Opinion: The High Price of Immigration Enforcement Without Immigration Reform

Hard-line immigration policies have not only devastated and separated families but have also begun to shape family life for entire communities with immigrants in a very negative way, be they undocumented or not.

Apart from deportations ripping families apart, their looming threat is affecting the way children think about their heritage and whether they could live up to the American Dream. In the end, especially as demographics continue to evolve, the U.S. as a whole will suffer the consequences of immigration policies that do not create a pathway for people to contribute and become productive U.S. citizens.

Today, a total of 16.6 million people live in mixed-status families with at least one undocumented immigrant, and a whopping 45 percent of undocumented immigrants live in a family with a minor child. In the majority of cases, these families contain unauthorized parents and native-born, citizen children.

To see how our recent ramp-up in immigration enforcement is affecting these families, Joanna Dreby, assistant professor of sociology at the University of Albany, conducted a rare ethnographic study of in-depth interviews with 110 children and 91 parents on the very sensitive subject of their immigrant experience in a newly released report by the Center for American Progress.

Most of the respondents were part of Mexican immigrant households in New Jersey and Ohio. The groundbreaking research found common threads of experiences with wide ramifications. The two locations of study have drastically different contexts, which indicate that the results are likely true in other places across the country.

In both contexts, the study found, children live in constant fear of losing a parent because of immigration enforcement, while parents fear losing their children if they themselves are detained and deported. Immigration enforcement also results in increased rates of single mothers, left behind by their deported partners, who struggle to make ends meet.

Children living in families that have been ripped apart are burdened with the uncertainty of not knowing where their next meal will come from and whether they will ever see their deported parent again. Other children end up in foster care after the detention or deportation of one of their parents.

According to the Applied Research Center’s recent “Shattered Families” report, more than 5,000 children around the country currently in foster care have parents who have been detained or deported. That is 1.25 percent of the children in foster care as a whole, but in the next five years, at least 15,000 more children will face these same threats if our heavy-handed immigration enforcement system is not halted.

Moreover, because undocumented immigrants live side by side and in the same communities as authorized immigrants and citizens, the effects of harsh immigration policies reverberate beyond families that directly experience a deportation. Dreby’s research finds that the knowledge alone that deportations are occurring in one’s community puts children and families—and thus entire communities—on edge.

Children grow up learning to associate police with immigration officials, making them afraid to interact with law enforcement personnel, Dreby finds.

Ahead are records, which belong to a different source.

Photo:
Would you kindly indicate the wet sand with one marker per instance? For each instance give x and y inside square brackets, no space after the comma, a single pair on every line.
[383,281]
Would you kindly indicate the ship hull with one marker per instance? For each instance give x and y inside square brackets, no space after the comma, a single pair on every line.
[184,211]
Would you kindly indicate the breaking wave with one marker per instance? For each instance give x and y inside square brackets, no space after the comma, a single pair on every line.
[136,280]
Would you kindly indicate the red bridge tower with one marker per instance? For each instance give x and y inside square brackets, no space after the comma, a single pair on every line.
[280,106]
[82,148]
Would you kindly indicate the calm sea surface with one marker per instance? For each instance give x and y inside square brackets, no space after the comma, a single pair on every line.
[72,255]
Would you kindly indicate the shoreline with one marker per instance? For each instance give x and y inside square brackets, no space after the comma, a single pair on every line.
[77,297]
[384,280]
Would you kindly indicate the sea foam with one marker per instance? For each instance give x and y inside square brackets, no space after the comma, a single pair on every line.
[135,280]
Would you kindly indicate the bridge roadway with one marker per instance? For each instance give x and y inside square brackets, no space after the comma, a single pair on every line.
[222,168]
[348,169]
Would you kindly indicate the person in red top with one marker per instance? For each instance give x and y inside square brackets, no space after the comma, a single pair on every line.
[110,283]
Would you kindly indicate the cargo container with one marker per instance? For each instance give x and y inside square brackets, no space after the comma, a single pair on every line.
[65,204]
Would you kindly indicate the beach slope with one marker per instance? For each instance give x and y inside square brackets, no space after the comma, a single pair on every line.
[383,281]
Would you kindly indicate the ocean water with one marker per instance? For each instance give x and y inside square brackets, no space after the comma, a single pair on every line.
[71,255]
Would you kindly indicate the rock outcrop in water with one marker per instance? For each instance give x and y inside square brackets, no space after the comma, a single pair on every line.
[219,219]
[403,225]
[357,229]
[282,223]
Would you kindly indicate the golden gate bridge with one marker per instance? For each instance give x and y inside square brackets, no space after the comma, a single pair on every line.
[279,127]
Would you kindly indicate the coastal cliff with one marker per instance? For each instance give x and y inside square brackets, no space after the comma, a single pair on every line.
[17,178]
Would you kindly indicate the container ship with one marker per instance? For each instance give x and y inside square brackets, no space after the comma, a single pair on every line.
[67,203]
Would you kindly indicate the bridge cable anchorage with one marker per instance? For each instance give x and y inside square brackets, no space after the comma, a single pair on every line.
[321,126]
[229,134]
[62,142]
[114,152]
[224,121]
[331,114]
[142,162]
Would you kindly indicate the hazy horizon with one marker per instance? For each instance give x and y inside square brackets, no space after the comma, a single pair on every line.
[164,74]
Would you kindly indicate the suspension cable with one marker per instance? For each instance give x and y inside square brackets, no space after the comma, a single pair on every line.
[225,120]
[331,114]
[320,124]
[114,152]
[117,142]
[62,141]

Bill Flores, a retired San Diego County assistant sheriff described how collaboration between police and Immigration and Customs Enforcement is problematic because, it is "the antithesis to community-oriented policing.… It’s the kind of relationship that makes this segment of the community reluctant to call or come forward as a witness of a crime.”

Children should not be afraid of the police. It’s simply a bad association to make at such an early age, and one that will lead to less safe communities in the future.

Also as a result of heavy immigration enforcement, even young children equate “immigrant” with illegal status, Dreby found, and they stigmatize their own immigrant heritage.

The study suggests that our current immigration enforcement policies will hurt the U.S. in the long run. As a result we lose the talent of native-born children who are deported because they avoid family separation. To reform such policies, we must implement more commonsense and comprehensive immigration policies that provide a road map to earned citizenship and can grant security to mixed-status families and their communities.

Other legislative fixes could ameliorate some of the harm until broader reform is enacted--laws such as legislation proposed by Sen. Al Franken, D-Minn., and Rep. Lynn Woolsey, D-Calif., the Humane Enforcement and Legal Protections for Separated Children Act, which would mandate standards for immigration enforcement when children are involved; or the Help Separated Families Act, proposed by Rep. Lucille Roybal-Allard, D-Calif.,which would ensure that children are not taken away from relatives due to a parent’s status.

In the short term, the Obama administration should continue its efforts to better prioritize enforcement resources and not focus on removing immigrant parents who have not committed crimes and are guilty only of the civil offense of not having documents. They should be permitted to remain in the U.S. to raise their citizen children.

Our nation is one built by immigrants. Family unity is both a cornerstone of our immigration policy and a basic moral tenet of our society. Immigration enforcement will be better accomplished by targeting those who mean us harm rather than those who want to be woven into the complex fabric that is America.

Laura Pereyra is a press associate at the Center for American Progress.